Tra i trick più noti di Vaughan ne ricordiamo soprattutto quelli ispirati al suo chitarrista preferito e mentore cioè Jimi Hendrix, da cui – oltre ad aver appreso molto in termini di stile e suono – ebbe modo di attingere anche dal punto di vista della performance in sé: Vaughan era solito – nel bel mezzo di assoli già cominciati – suonare la chitarra da posizioni per nulla convenzionali, come dietro la schiena o dietro la nuca. Non mancano gli episodi in cui (almeno sembra) abbia suonato la sua First Wife con i denti o con la lingua, e quelle occasioni cui Vaughan ha cambiato il proprio strumento nel bel mezzo dei suoi lunghi assoli a causa di una corda rotta in corso d’opera, suscitando fantasiosi paragoni con Paganini in alcuni dei suoi seguaci. Tutti questi comportamenti sono stati esasperati nell’ultima parte della sua carriera, e visto il successo mediatico di Vaughan, possiamo affermare con certezza che la strategia abbia funzionato.

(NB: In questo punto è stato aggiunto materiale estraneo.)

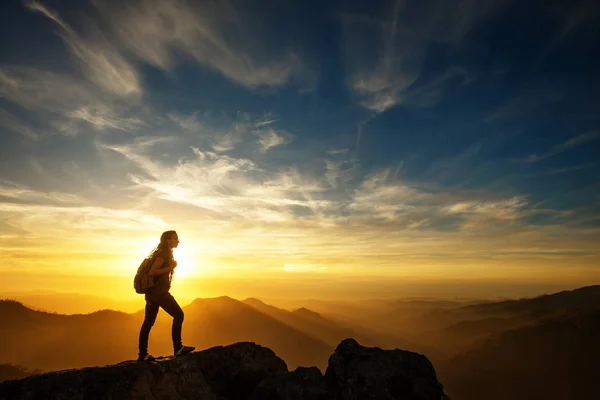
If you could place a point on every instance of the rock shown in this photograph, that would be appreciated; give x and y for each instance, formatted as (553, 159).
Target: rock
(230, 372)
(362, 373)
(301, 384)
(242, 371)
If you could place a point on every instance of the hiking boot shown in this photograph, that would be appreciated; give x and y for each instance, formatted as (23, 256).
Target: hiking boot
(184, 350)
(146, 357)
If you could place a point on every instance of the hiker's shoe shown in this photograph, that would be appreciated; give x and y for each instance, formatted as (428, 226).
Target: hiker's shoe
(146, 357)
(184, 350)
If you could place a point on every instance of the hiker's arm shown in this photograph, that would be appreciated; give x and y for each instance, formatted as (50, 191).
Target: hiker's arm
(156, 269)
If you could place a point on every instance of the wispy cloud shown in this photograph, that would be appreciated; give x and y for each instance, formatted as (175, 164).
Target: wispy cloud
(391, 74)
(11, 122)
(270, 138)
(102, 117)
(580, 139)
(562, 147)
(20, 192)
(213, 33)
(222, 184)
(100, 60)
(69, 101)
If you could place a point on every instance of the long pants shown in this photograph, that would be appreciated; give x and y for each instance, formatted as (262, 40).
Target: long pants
(168, 303)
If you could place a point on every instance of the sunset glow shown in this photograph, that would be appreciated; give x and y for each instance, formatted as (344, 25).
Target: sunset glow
(331, 155)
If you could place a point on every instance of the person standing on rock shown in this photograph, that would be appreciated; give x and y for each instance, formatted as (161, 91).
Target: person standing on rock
(158, 296)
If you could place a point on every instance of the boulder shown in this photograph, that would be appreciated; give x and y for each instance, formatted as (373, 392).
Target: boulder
(242, 371)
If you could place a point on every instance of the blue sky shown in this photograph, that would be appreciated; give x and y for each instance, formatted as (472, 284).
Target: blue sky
(374, 130)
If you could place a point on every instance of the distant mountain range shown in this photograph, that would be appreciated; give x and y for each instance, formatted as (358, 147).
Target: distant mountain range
(517, 349)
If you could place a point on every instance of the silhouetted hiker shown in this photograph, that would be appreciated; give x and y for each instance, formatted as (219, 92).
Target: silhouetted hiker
(159, 296)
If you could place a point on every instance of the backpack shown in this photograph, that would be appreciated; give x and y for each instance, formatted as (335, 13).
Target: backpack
(143, 281)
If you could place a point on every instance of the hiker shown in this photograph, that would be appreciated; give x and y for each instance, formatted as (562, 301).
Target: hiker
(158, 296)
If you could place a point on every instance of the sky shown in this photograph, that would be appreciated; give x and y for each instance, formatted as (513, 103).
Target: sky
(301, 148)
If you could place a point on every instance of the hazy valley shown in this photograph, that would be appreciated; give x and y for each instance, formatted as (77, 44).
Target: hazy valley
(508, 349)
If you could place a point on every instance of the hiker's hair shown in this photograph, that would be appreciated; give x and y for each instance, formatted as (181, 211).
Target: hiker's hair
(164, 246)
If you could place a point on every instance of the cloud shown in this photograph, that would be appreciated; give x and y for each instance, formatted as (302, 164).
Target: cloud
(223, 139)
(37, 89)
(390, 74)
(101, 62)
(383, 197)
(213, 33)
(270, 138)
(580, 139)
(222, 185)
(338, 151)
(19, 192)
(102, 117)
(70, 102)
(10, 122)
(562, 147)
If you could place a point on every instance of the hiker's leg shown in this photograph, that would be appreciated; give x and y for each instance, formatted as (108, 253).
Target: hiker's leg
(170, 305)
(149, 318)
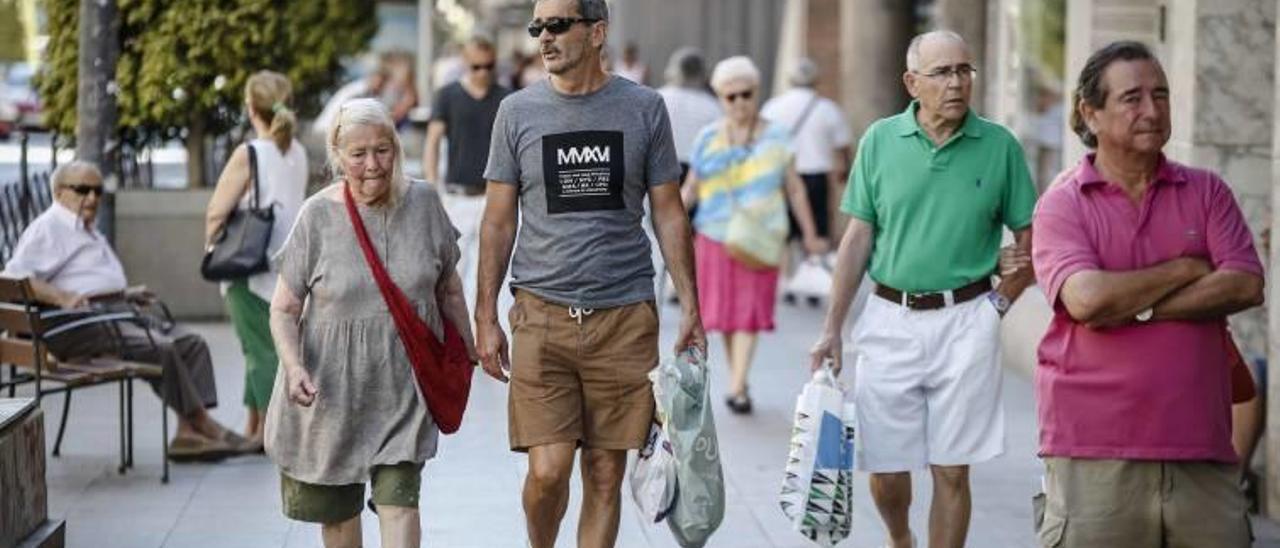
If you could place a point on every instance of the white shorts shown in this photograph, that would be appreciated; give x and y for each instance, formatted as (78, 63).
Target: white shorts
(927, 386)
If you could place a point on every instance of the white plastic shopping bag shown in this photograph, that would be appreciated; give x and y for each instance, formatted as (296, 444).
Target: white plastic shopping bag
(817, 487)
(812, 278)
(653, 478)
(681, 391)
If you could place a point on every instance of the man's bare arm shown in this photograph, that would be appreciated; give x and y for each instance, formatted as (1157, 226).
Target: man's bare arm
(855, 250)
(1013, 284)
(497, 238)
(1212, 297)
(675, 241)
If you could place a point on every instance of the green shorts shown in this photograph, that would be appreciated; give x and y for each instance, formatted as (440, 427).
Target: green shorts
(393, 485)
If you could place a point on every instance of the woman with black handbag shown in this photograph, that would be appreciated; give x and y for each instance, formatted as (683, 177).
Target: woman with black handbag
(257, 195)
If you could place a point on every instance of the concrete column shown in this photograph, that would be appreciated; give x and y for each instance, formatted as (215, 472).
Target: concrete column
(874, 36)
(1271, 444)
(969, 19)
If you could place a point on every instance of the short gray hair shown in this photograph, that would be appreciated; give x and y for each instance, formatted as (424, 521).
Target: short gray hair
(913, 50)
(734, 69)
(371, 113)
(804, 73)
(592, 9)
(72, 168)
(686, 68)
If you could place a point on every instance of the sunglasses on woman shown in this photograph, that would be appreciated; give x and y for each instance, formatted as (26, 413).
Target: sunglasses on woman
(556, 26)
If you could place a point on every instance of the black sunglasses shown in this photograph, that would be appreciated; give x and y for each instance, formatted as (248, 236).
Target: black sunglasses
(83, 190)
(556, 24)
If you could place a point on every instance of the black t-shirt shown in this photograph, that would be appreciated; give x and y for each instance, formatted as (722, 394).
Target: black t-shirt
(469, 124)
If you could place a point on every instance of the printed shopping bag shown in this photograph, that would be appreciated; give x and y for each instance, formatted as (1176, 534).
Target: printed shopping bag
(653, 476)
(682, 393)
(817, 487)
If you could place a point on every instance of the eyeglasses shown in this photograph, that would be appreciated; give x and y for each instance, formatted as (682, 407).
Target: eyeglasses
(556, 24)
(83, 190)
(964, 71)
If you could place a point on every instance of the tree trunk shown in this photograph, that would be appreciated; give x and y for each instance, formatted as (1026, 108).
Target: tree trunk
(196, 137)
(96, 115)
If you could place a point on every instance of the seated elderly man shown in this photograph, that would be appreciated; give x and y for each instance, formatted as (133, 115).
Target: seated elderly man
(68, 263)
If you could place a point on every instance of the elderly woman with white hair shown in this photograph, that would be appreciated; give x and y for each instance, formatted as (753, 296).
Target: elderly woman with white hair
(347, 410)
(743, 178)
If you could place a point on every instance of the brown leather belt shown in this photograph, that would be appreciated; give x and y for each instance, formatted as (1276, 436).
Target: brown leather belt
(933, 301)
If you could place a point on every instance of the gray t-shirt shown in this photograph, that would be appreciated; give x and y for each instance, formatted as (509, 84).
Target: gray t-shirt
(584, 165)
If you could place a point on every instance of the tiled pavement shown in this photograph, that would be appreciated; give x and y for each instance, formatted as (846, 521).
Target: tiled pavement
(470, 493)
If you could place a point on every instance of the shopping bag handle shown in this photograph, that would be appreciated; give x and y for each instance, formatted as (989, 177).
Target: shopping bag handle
(826, 374)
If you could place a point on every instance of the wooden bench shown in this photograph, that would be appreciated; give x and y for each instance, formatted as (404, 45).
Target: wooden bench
(24, 328)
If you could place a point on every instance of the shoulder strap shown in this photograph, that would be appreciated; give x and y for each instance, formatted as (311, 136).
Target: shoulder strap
(804, 115)
(255, 201)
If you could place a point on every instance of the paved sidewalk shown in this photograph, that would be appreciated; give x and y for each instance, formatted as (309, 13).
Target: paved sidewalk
(471, 492)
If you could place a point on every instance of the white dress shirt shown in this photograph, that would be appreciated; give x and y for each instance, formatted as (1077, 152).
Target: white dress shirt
(58, 249)
(823, 131)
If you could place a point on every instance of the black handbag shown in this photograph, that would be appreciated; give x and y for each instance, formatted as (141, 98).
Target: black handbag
(240, 247)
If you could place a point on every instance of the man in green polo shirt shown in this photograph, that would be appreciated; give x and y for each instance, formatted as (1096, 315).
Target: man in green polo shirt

Le conseguenze di questo stile, inteso come modo di porsi e suonare e quindi risultato di scelte di marketing prima ancora che di suono o composizione, si riflettono in modo evidente nel blues contemporaneo: gli esempi di John Mayer e Joe Bonamassa, richiamati in apertura a questo articolo, sono solo due degli eredi di Vaughan che risultano più influenzati dalle sue pratiche e in seconda battuta da una industria musicale che nel campo del blues ha riscoperto un potenziale mediatico e commerciale proprio grazie a Vaughan.
Bibliografia
Come nel caso dell’articolo precedente è opportuno dire che al momento, per quanto sappia chi scrive, non ci sono testi che affrontino la figura di Steve Ray Vaughan dal punto di vista esposto nell’articolo. Il motivo per cui si è deciso di affrontare questo lato più prosaico di un artista molto amato dal pubblico è quello di dare uno spunto per riflettere sui propri gusti musicali in un’ottica più completa, e a tale proposito si consiglia The Death and Life of the Music Industry in the Digital Age, di Jim Rogers, che affronta i cambiamenti dell’industria musicale e l’impatto che questi hanno avuto sugli artisti a partire proprio dall’era Vaughan.